SovereignCloudStack / standards

SCS standards in a machine readable format
https://scs.community/
Creative Commons Attribution Share Alike 4.0 International
30 stars 21 forks source link

[Standard] Stabilize node distribution standard #639

Open cah-hbaum opened 1 week ago

cah-hbaum commented 1 week ago

Follow-up for https://github.com/SovereignCloudStack/standards/pull/524 The goal is to set the Node distribution standard to Stable after all discussion topics are debated and decided and the necessary changes derived from these discussions are integrated into the Standard and its test.

The following topics need to be discussed:

cah-hbaum commented 5 days ago

Topic 1: How is node distribution handled on installations with shared-control planes nodes?

e.g. Kamaji, Gardener, etc

This question was answered in Container Call 2024-06-27:

For example, regiocloud supports the Node Failure Tolerance case but not the Zone Failure Tolerance.

cah-hbaum commented 3 days ago

Topic 2: Differentiation between Node distribution and things like High Availability, Redundancy, etc.

I think to discuss this topic correctly, most of the wording/concepts need to be established first. I'm going to try and find multiple (if different) sources and link them here for different things.


High Availability

The main goal of HA is to avoid downtime, which is the period of time when a system, service, application, cloud service, or feature is either unavailable or not functioning properly. (https://www.f5.com/glossary/high-availability) High availability means that an IT system, component, or application can operate at a high level, continuously, without intervention, for a given time period. ... (https://www.cisco.com/c/en/us/solutions/hybrid-work/what-is-high-availability.html) High availability means that we eliminate single points of failure so that should one of those components go down, the application or system can continue running as intended. In other words, there will be minimal system downtime — or, in a perfect world, zero downtime — as a result of that failure. (https://www.mongodb.com/resources/basics/high-availability)

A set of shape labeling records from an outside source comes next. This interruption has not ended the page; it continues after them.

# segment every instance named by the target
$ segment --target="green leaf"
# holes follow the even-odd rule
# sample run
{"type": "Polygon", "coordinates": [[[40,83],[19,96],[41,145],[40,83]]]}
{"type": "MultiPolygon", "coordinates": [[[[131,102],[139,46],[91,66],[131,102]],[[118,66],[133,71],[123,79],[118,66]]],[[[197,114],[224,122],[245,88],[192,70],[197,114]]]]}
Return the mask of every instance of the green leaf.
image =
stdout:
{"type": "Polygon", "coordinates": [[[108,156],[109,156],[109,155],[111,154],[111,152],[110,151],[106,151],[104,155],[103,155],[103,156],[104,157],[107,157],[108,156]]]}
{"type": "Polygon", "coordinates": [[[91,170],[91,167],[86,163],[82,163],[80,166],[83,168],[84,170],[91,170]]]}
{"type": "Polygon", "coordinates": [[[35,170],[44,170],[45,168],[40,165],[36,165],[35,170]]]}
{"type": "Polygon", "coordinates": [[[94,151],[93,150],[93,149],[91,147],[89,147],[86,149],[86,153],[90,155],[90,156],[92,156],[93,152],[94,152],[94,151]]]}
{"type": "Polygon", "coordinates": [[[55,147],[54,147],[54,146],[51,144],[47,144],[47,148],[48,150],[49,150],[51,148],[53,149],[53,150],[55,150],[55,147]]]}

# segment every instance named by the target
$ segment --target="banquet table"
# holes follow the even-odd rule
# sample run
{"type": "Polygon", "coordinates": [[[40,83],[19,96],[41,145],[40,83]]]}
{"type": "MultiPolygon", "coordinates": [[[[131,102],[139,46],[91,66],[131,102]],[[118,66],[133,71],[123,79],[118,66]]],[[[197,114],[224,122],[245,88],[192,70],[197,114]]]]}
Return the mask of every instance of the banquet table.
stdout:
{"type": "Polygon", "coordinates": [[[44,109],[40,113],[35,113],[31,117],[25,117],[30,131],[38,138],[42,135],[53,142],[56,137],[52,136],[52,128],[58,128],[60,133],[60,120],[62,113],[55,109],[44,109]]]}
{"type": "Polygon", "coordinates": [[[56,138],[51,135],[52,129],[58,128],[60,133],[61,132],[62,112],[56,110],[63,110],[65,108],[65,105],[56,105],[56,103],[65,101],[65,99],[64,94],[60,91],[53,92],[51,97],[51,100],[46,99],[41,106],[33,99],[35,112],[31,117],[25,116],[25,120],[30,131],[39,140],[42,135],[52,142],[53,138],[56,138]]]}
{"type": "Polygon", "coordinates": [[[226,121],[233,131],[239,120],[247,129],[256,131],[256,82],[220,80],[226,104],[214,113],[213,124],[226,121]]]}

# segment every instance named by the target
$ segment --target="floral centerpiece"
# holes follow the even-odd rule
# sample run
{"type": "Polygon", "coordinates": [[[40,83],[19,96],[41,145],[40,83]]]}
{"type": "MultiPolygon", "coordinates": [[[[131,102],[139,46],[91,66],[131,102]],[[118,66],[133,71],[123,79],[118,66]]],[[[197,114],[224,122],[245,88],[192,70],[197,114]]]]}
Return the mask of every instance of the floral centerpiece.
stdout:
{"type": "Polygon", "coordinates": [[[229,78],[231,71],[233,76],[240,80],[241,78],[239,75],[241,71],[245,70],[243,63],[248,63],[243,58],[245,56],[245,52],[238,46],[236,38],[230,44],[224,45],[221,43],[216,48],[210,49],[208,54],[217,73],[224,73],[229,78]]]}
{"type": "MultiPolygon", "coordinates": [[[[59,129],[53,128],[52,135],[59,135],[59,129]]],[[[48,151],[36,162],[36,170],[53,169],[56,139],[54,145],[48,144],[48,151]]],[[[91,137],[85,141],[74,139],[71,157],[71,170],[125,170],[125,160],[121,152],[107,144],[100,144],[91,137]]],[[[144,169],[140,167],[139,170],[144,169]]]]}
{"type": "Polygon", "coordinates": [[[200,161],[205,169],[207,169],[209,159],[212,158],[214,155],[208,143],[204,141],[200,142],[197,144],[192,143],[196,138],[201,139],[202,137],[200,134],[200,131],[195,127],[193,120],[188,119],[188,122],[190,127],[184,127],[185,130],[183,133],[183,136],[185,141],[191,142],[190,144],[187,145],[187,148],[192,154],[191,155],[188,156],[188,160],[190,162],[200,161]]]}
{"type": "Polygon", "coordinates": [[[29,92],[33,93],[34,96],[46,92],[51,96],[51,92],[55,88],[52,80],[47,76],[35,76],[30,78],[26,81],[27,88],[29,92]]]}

So things termed with High Availability in general try to avoid downtime of their services with the goal of having zero downtime, which is most times not achievable. This can also be seen in this section: ... In fact, this concept is often expressed using a standard known as "five nines," meaning that 99.999% of the time, systems work as expected. This is the (ambitious) desired availability standard that most of us are aiming for. ... (https://www.mongodb.com/resources/basics/high-availability). To achieve these goals, services, hardware or networks are most times provided in a redundant setup, which allows automatic fail-over if instances go down.


Redundancy In engineering and systems theory, redundancy is the intentional duplication of critical components or functions of a system with the goal of increasing reliability of the system... )https://en.wikipedia.org/wiki/Redundancy_(engineering)) In cloud computing, redundancy refers to the duplication of certain components or functions of a system with the intention of increasing its reliability and availability. (https://www.economize.cloud/glossary/redundancy)

HINT: WILL BE CONTINUED LATER

martinmo commented 1 day ago

I brought this issue up in today's Team Container Call and edited the above sections accordingly. As part of #649 we will also get access to Gardener and soon Kamaji clusters.

One thing I want to make you aware of @cah-hbaum: in the call, it was pointed out that term shared control-plane isn't correct. The control-plane isn't shared, instead, the control-plane nodes are shared and thus we should always say shared control-plane node.

(I edited above texts accordingly as well to refer to shared control-plane nodes.)